Recently a friend from college and I were having a conversation about open adoption. She was telling me that lately she has been thinking that she and her husband might adopt a child but she was quick to say she would not want an open adoption. When I asked why, she responded that she wouldn’t want a birthmother telling her how to raise the child.
I was a little surprised that this statement was coming from her because she has seen me interacting with Charlie and his adoptive family before and I have never tried to co-parent. I may tell him “no” if he is doing something wrong and S or A is not right there but I would do that with any of my friends children. It’s called being the adult.
I’ve heard this open adoption is co-parenting myth a few times before by those that are not educated in the ins and outs of open adoption as some of us are. Open adoption is definitely not co-parenting.

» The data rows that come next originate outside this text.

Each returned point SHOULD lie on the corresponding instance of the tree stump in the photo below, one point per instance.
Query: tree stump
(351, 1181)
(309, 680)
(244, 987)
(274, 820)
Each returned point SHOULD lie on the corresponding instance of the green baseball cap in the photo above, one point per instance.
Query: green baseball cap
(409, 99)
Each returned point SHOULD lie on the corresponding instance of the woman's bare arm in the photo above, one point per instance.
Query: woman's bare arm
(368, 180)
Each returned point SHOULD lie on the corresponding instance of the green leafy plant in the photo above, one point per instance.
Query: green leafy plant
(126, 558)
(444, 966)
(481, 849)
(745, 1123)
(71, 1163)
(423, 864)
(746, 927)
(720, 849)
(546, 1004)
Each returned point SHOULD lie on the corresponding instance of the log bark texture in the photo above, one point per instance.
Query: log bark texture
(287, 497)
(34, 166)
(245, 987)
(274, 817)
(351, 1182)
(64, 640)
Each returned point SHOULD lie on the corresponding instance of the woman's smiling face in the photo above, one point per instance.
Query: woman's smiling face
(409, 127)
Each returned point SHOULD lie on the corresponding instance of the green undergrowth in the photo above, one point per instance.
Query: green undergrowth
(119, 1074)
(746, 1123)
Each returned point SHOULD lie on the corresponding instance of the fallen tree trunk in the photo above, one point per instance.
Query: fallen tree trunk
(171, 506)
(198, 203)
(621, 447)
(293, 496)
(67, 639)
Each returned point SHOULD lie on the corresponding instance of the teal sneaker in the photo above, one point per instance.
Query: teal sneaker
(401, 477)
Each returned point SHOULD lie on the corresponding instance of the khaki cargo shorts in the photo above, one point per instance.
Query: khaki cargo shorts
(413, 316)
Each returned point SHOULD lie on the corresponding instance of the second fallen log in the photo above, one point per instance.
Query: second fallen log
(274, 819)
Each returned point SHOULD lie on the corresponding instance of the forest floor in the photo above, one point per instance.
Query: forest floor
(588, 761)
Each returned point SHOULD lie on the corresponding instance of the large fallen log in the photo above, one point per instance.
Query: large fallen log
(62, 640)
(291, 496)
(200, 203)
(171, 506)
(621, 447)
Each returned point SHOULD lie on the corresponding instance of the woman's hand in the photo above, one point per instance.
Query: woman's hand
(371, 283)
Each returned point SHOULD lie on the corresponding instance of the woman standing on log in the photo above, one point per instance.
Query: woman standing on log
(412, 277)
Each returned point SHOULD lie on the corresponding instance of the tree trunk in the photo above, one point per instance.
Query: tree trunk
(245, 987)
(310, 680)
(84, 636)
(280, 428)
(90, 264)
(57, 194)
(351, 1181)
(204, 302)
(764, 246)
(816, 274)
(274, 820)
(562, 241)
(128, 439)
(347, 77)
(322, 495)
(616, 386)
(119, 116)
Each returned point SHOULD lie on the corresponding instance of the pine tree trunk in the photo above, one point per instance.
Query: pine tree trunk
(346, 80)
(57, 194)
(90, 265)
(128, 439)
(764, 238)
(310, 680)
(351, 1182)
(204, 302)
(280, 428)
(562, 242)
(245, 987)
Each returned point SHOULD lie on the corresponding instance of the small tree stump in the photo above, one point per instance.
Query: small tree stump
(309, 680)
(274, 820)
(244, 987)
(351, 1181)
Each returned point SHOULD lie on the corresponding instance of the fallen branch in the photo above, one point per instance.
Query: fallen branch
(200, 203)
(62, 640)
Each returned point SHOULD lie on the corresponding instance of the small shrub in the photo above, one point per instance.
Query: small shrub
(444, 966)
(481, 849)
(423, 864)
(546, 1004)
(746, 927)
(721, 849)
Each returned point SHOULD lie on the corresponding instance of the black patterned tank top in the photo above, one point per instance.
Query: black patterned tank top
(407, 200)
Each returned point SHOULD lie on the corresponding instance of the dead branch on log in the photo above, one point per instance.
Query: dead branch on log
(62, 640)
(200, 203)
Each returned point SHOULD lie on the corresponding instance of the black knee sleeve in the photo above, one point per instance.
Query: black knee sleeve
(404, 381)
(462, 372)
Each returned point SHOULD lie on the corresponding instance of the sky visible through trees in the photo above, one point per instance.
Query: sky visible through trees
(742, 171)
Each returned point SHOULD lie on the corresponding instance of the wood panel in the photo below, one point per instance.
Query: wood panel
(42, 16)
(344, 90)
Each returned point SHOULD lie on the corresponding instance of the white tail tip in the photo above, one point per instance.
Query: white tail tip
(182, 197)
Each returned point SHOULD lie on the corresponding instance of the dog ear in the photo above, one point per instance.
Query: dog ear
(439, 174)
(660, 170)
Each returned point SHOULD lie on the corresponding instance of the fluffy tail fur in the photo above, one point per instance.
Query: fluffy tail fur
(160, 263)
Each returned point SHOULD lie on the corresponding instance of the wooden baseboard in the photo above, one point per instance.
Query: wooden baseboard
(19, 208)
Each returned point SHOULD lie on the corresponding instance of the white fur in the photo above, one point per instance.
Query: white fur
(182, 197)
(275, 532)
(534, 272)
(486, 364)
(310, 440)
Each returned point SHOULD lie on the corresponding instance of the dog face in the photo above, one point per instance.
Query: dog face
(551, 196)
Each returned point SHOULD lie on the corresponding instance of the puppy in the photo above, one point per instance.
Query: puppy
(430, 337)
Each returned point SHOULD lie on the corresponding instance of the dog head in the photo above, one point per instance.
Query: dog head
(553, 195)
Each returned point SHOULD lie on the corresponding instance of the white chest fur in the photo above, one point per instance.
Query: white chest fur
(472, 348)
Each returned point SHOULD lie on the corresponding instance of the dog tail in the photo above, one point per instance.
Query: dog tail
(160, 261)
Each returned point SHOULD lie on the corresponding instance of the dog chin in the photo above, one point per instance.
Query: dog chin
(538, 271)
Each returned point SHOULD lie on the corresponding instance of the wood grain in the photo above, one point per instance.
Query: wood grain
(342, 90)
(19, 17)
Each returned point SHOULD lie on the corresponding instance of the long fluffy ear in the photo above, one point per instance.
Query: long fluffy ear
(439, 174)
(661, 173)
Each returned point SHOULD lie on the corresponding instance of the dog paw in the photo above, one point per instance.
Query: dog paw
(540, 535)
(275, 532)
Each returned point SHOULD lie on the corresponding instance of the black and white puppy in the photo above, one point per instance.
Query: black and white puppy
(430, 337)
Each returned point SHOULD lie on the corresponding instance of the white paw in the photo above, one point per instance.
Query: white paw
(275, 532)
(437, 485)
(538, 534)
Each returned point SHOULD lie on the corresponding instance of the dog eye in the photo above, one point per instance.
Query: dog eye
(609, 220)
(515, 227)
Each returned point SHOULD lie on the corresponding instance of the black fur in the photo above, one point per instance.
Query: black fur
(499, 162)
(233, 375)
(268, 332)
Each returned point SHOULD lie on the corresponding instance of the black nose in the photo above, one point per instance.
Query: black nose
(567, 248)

Co-parenting is defined as
“Sharing parenting responsibilities, financial responsibilities, and physical custody of the child with another person, such as a step-mother or step-father or other appointed guardian.”
I do not do any of those things listed in the definition. I have no financial responsibilities for Charlie. I do not share any of the parenting responsibilities. How could I possibly when I only see him every other month or so? And I certainly do not share physical custody of him.
S and A took those things on when Charlie became their son. They are the ones now financially responsible for him. They are the ones who now have physical custody of Charlie and they are the ones who share the daily parenting responsibilities.
According to the above definition of co-parenting, open adoption is definitely NOT co-parenting.